In an attempt to ease the process of project implementation for the troubled Infrastructure Leasing & Financial Services (IL&FS), the Union road ministry is ready to relax the stringent fund-mobilisation norm for the concessionaire for the Zojila tunnel project in Jammu & Kashmir.
According to the norms, the government releases 10 per cent of the total contract value to the concessionaire at the start of the project, against a bank guarantee 10 per cent of this advance payment. For instance, if the total cost of a project is Rs 50 billion, Rs 5 billion is released by the ministry against a bank guarantee of Rs 500 million, to be produced by the concessionaire.
“In the case of IL&FS, we are ready to relax the norms and give lower advance of 5 per cent, so that the required bank guarantee amount is lower. The remaining advance amount can be released to the contractor in tranches,” an official said.
The government is ready to make certain relaxations in the case of IL&FS, but it is up to the company whether or not it wants to execute the project, the official said, adding the work is yet to begin at the project site.
In July last year, IL&FS emerged the lowest bidder for the Rs 48.99-billion Zojila pass tunnel, with the goal of providing all-weather connectivity between the Kashmir Valley and Ladakh.
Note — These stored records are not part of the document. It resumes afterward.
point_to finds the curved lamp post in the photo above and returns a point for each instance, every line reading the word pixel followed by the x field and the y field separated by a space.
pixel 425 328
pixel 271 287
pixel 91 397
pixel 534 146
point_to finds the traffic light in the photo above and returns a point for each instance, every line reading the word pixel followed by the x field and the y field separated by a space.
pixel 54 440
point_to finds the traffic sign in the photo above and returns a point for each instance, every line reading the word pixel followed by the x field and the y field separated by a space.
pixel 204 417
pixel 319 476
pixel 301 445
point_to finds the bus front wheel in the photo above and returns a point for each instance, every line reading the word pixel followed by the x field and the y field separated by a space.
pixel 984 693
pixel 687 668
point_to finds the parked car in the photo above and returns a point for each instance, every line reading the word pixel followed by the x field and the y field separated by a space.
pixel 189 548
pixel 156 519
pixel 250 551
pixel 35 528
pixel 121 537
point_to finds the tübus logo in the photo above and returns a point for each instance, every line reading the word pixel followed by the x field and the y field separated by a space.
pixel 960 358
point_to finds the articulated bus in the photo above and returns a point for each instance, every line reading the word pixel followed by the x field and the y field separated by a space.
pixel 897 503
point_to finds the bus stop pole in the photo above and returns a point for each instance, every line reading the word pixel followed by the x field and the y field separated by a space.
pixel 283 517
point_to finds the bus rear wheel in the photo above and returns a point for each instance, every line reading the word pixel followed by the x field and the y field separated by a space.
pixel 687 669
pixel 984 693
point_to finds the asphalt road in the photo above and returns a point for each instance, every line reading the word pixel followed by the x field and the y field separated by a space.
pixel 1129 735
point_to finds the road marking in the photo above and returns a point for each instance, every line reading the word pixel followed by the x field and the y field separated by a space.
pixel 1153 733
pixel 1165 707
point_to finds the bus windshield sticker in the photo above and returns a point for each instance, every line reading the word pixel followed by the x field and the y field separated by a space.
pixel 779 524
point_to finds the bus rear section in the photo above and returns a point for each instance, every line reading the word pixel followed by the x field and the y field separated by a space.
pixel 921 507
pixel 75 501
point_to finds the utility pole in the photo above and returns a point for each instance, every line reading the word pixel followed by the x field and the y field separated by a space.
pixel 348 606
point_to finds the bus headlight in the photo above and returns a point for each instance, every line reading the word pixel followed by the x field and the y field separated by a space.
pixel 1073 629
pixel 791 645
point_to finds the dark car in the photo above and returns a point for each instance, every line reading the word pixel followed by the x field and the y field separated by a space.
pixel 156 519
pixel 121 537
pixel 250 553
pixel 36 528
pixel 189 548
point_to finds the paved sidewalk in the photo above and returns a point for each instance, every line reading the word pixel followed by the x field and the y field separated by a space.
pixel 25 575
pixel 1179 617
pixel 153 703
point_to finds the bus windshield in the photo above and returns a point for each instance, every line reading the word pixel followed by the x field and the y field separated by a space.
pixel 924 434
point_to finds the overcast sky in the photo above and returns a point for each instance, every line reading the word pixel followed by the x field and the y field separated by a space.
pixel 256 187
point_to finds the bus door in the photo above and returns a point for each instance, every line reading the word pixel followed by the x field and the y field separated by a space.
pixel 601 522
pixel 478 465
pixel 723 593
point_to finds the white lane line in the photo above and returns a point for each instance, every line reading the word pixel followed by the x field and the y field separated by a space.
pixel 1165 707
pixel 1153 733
The Zojila pass is situated at an altitude of 11,578 feet on Srinagar-Kargil-Leh National Highway, which remains closed during winters (December to April) because of snowfall and avalanches cutting off the Leh-Ladakh region from the rest of Kashmir. Once completed, Zojila would be the country’s longest road tunnel, with strategic and socio-economic importance.
The civil construction cost of the project is Rs 48.99 billion and the total capital cost of the project is Rs 68.08 billion, which includes the cost towards land acquisition, resettlement and rehabilitation, and other pre-construction activities as well as maintenance and operation cost of the tunnel for four years.